Il a converti l’exploitation familiale

Terminé le blé et le tournesol, place à la production de fourrage bio sur les trente hectares qu’il cultive. Du foin, qu’il revend en circuit court, notamment à l’asinerie d’Embazac, située à deux pas de chez lui, qui produit des cosmétiques à base de lait d’ânesse. « Je fais les foins trois fois dans l’année, une fois au printemps et deux en été. »

Et le reste du temps ? Comme Patrick Tabacco ne manque pas d’idées, il propose à la location des lopins de terre pour potager, sur 6 000 mètres carrés : « J’ai vingt-quatre parcelles de 200 mètres carrés chacune.
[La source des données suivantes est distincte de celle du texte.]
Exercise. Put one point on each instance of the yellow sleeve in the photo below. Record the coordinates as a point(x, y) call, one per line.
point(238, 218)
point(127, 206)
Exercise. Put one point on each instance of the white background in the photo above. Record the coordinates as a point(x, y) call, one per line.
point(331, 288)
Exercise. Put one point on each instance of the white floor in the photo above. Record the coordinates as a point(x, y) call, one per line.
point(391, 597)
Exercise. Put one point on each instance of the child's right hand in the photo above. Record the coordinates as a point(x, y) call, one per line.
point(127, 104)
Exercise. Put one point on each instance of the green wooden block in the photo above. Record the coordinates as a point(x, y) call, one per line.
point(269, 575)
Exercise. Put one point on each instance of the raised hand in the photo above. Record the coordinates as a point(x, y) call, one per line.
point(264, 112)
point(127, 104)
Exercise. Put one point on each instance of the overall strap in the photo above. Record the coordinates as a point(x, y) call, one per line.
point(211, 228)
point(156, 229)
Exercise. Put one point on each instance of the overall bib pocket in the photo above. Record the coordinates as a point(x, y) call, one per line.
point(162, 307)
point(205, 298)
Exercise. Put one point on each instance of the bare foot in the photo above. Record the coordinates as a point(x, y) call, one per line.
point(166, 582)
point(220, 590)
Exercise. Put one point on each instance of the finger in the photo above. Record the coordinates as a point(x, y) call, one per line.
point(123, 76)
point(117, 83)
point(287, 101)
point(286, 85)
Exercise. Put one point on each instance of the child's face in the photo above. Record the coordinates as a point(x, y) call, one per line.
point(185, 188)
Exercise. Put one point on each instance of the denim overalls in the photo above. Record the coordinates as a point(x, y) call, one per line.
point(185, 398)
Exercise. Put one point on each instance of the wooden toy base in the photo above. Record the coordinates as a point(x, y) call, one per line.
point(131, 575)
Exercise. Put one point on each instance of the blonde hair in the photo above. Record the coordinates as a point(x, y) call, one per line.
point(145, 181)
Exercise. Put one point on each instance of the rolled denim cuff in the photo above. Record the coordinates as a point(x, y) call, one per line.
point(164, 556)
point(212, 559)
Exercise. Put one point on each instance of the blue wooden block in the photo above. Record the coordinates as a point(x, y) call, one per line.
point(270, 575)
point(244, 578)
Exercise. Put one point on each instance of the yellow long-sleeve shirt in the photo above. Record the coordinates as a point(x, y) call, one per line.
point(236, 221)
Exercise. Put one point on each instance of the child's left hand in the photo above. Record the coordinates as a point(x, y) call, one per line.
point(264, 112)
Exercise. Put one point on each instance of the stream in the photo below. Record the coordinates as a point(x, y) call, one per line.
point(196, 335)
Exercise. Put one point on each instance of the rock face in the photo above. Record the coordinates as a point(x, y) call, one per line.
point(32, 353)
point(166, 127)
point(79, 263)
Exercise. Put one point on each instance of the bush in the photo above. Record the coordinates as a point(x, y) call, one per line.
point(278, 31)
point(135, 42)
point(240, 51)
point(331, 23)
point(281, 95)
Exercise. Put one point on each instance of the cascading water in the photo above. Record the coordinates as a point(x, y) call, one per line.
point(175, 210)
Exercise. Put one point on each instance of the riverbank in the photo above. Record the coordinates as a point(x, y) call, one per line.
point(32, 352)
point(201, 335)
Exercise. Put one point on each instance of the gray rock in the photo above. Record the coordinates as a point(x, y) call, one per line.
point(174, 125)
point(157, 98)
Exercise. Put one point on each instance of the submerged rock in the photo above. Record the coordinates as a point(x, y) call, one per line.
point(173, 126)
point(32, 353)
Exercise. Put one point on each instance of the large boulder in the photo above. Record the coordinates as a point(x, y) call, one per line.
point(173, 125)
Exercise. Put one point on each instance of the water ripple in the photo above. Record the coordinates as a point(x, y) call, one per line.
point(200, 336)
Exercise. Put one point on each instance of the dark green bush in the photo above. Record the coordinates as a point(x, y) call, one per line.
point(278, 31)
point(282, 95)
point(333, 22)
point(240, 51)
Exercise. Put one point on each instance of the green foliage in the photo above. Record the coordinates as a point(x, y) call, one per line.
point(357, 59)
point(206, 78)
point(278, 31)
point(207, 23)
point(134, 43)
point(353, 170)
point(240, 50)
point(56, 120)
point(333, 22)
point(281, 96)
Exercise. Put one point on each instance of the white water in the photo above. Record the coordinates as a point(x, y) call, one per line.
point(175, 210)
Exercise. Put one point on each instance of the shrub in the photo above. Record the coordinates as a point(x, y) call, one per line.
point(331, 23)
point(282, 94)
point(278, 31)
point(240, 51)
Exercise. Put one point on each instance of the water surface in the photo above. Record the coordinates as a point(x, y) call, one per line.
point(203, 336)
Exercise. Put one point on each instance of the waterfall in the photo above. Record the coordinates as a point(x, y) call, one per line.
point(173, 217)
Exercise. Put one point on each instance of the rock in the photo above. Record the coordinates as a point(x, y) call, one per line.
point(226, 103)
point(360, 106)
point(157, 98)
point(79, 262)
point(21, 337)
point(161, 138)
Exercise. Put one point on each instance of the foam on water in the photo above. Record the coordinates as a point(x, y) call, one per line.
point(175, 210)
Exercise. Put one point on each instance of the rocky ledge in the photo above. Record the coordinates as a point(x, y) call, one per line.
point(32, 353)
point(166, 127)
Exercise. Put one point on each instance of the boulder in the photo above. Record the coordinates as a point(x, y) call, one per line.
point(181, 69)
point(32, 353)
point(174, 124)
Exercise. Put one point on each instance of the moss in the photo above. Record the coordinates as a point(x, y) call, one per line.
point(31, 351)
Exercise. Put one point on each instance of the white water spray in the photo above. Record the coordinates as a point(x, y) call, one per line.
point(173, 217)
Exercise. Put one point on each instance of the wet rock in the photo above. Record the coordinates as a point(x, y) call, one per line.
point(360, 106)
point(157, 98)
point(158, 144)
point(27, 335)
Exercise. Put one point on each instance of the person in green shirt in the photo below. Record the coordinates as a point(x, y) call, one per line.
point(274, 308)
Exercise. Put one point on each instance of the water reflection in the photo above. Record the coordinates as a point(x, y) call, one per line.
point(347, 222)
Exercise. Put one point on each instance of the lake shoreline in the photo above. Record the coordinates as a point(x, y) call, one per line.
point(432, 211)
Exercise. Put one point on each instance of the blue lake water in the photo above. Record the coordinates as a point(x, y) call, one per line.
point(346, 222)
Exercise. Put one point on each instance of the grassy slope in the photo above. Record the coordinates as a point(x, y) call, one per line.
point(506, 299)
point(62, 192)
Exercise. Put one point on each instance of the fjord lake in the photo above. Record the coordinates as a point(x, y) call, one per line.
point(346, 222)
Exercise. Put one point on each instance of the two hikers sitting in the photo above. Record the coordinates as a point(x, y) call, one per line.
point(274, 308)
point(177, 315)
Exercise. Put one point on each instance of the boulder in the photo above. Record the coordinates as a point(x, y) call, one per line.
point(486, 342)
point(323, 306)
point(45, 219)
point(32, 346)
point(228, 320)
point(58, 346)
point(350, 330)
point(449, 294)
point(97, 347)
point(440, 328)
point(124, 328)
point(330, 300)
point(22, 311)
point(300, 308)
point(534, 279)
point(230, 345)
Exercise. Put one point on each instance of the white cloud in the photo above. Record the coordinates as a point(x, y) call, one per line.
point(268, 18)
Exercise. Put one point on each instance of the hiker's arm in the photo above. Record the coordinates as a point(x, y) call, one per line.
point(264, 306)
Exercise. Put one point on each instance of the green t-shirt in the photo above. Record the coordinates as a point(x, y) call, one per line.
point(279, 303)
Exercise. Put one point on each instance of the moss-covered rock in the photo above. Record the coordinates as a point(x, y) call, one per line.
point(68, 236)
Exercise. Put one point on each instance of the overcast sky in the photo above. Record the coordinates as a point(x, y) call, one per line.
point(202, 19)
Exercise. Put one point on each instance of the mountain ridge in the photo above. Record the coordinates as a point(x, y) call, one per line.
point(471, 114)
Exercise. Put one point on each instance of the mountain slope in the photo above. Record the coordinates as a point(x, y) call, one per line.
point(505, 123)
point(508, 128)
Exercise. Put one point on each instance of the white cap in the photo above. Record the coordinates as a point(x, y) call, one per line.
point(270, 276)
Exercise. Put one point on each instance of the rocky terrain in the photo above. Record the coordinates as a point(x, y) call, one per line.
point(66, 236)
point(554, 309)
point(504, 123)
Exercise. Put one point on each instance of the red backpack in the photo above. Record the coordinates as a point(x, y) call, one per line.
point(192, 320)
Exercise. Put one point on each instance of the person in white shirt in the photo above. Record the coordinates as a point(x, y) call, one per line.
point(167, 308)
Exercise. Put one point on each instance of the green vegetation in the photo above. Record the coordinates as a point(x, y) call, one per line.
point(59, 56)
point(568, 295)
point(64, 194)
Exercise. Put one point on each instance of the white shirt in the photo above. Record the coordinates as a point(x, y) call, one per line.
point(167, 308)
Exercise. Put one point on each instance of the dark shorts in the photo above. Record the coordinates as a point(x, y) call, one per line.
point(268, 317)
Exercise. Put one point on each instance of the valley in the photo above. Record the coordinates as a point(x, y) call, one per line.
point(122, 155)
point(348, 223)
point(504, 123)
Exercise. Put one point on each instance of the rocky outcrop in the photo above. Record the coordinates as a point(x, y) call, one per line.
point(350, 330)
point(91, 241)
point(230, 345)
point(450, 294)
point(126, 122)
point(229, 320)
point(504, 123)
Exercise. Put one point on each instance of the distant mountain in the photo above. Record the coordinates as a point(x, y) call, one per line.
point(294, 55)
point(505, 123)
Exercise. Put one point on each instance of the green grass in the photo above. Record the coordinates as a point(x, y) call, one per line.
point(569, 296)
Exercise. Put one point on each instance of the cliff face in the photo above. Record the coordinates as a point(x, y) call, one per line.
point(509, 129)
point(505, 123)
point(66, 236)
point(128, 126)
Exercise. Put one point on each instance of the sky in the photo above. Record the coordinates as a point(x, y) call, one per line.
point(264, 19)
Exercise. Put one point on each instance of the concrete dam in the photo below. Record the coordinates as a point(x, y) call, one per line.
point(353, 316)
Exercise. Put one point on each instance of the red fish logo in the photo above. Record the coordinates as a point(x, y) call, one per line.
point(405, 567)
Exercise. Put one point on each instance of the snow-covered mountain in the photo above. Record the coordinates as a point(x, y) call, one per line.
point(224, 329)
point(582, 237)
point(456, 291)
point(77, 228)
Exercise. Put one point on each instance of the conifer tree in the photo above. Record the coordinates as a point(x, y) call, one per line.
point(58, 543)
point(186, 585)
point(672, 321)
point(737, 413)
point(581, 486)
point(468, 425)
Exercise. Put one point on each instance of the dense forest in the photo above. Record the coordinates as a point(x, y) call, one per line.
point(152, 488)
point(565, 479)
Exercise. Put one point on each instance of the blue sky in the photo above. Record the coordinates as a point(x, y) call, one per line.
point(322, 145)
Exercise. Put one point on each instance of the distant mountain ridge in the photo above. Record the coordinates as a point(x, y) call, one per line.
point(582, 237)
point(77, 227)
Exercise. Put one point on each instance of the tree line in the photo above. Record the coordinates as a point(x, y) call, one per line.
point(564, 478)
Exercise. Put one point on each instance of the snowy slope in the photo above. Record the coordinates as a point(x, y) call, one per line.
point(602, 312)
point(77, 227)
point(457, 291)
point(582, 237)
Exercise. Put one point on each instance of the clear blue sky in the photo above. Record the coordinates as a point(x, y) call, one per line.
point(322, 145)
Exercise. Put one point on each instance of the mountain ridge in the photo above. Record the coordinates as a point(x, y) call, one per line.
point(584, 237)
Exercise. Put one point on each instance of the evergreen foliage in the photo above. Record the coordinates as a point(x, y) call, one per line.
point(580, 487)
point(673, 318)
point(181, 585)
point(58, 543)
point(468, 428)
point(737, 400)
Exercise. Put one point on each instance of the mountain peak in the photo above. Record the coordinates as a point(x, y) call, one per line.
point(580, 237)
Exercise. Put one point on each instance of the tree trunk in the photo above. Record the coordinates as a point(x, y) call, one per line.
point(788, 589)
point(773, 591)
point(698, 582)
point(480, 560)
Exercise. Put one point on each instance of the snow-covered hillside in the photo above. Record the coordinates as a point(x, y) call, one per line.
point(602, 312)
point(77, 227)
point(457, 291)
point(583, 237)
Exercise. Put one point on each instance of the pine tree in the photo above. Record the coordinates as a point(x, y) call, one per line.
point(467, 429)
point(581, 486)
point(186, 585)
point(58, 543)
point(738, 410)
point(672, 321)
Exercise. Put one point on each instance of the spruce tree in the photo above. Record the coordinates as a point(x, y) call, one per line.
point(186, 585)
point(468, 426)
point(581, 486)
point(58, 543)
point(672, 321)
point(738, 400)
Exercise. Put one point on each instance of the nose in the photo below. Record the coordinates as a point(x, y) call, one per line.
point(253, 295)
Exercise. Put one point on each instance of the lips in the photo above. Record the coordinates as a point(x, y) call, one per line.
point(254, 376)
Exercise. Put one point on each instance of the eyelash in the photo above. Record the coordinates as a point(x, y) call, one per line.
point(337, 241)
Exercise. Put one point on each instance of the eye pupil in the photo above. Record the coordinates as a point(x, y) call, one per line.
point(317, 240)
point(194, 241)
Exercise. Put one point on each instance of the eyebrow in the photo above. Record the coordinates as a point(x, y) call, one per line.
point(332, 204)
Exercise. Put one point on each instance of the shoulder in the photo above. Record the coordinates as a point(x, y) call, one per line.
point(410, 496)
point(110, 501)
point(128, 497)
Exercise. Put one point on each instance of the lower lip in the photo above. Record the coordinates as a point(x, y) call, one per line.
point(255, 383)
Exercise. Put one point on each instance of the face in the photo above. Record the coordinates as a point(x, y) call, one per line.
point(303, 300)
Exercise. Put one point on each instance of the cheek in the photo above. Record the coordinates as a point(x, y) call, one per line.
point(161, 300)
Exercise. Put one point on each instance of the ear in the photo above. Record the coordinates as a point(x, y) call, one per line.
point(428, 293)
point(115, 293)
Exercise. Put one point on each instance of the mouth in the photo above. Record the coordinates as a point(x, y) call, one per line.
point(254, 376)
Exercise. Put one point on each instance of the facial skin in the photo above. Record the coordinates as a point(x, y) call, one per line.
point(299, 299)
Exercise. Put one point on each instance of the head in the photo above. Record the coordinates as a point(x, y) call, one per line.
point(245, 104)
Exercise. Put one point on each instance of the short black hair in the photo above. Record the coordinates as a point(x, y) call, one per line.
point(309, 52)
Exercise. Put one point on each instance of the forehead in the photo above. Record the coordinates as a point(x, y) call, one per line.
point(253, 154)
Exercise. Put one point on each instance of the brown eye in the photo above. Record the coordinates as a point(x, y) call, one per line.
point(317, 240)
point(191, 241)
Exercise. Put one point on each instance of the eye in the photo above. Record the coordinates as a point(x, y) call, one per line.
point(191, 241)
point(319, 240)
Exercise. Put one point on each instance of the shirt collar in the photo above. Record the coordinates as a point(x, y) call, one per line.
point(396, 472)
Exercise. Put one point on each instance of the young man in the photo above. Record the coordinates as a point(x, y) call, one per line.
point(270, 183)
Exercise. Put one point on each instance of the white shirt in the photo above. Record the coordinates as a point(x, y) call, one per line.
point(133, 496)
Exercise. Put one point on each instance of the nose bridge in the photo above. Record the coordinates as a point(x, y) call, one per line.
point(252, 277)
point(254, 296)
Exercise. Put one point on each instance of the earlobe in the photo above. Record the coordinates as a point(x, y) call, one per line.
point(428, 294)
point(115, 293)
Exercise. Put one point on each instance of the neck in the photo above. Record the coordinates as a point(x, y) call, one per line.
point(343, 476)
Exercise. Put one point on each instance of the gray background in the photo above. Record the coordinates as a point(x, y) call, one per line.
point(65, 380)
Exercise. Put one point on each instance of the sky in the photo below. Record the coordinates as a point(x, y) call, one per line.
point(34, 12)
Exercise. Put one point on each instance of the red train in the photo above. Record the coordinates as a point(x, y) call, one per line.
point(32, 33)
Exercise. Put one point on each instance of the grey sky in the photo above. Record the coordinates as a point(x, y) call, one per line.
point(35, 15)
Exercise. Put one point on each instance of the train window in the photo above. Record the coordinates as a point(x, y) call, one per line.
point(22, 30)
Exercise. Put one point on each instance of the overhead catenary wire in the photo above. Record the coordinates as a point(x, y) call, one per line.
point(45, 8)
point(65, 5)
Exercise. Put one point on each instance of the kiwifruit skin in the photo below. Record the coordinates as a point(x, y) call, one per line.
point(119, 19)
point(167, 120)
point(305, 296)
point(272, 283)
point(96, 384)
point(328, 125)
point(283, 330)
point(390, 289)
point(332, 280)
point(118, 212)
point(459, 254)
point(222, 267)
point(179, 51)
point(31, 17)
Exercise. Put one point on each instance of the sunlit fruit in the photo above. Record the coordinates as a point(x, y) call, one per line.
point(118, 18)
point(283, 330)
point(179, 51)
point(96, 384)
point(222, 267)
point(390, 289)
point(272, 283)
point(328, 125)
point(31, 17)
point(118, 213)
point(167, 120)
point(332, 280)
Elles ont toutes leur abri de jardin, l’eau et l’électricité. Je m’occupe du travail d’hiver. La terre est ici argilo-calcaire, il faut la préparer pour les semis. »

Et ça marche. Sa clientèle vient de tout l’ouest et le nord de l’agglomération toulousaine. « Les gens viennent s’initier au jardin, comprendre comment on peut réussir à faire pousser tomates, choux et radis sans utilisation de produits phytosanitaires. Il y a du turnover mais il y a de la vie dans mes jardins », témoigne-t-il, tout heureux aussi de transmettre ce « savoir-faire issu de ma mamie ». S’il ne donne pas dans l’élevage, ses animaux de compagnie sont une vache, trois ânesses et deux chèvres. Sans oublier, quand même, un chien. « C’est des animaux que j’ai recueilli, ils ne sont pas là pour la viande. »

Célibataire, Patrick Tabacco rêve de participer à l’émission de M6, « L’amour est dans le pré »…
Célibataire, Patrick Tabacco rêve de participer à l’émission de M6, « L’amour est dans le pré »… - Midi Olympique

Cœur à prendre à 45 ans, Patrick Tabacco a hésité à participer à la célèbre émission sur M6, « L’amour est dans le pré ». Un possible retour vers les lumières médiatiques qui ne lui a pas fait peur. « Je suis heureux seul mais je le serai encore plus accompagné. J’adore l’émission, des amis m’ont conseillé d’y aller, j’ai lancé un sondage sur les réseaux sociaux. » Finalement, il n’a pas candidaté. « Pour signer au Stade français, Max Guazzini m’avait promis une rencontre avec Hélène Ségara. Si jamais Karine Le Marchand m’appelle, je remonterai peut-être à Paris pour la prochaine saison. » L’appel est lancé.